Timber merchant and politician (1847–1934)

Sir William Henry Crundall (1847 ― February 25, 1934) was a wealthy timber merchant and politician from Dover, Kent, England who served as the Mayor of Dover a total of thirteen times between 1886 and 1910.

==Biography==
William's exact birthdate seems to be lost. It is believed that he was born in 1847, which is seemingly confirmed by his ancestry. However, an article written by Terry Sutton states that "... making a huge impact on Dover, the town where he was born on Midsummer's Day." If this were the case, according to the UK Legal Calendar, William would have been born on June 24.

William was the first of two sons of his father William Crundall senior (d. 1888) and his mother Catherine Amos. His younger brother Albert was born in 1862. William left school at the age of fourteen to begin work. It is said that he later became a volunteer with the East Kent Regiment, retiring from the unit in 1878 with the rank of captain.

In 1883 William was elected to Dover Town Council as a representative of the Castle Ward. Now part of the Town & Castle Parish Ward of the Dover District.

William is most widely known for his street widening projects that were taken during his mayoralties. First assuming office in 1886, he was also associated with introducing the Dover Corporation Electric Trams in 1897. The second system of its kind in England and the company behind the 1917 Crabble Tram Accident. The deadliest tram crash in UK history.

William would serve as the town's mayor for thirteen nonconsecutive terms, them being 1886–1888, 1891–1894, 1897–1900, 1904, and finally in 1910. The most terms served by a Dover mayor in town history. Just ahead of John Halle and John Gyles who both served twelve nonconsecutive terms in the 14th and early 15th centuries. It is worth noting that William was knighted by 1888.

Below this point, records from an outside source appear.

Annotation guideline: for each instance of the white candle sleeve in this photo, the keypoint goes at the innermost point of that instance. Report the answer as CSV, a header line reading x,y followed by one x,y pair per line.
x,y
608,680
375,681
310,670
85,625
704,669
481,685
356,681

In 1899 author Samuel Statham published The History of the Castle, Town, and Port of Dover, of which was dedicated to William.

It is stated by 1922 William was a deputy lieutenant of Kent. He died on February 25, 1934, likely from some form of flu or possibly pneumonia, simply known as a "fatal chill." Attended by hundreds, his funeral was held in Golders Green, London. As was a simultaneous memorial service in Dover.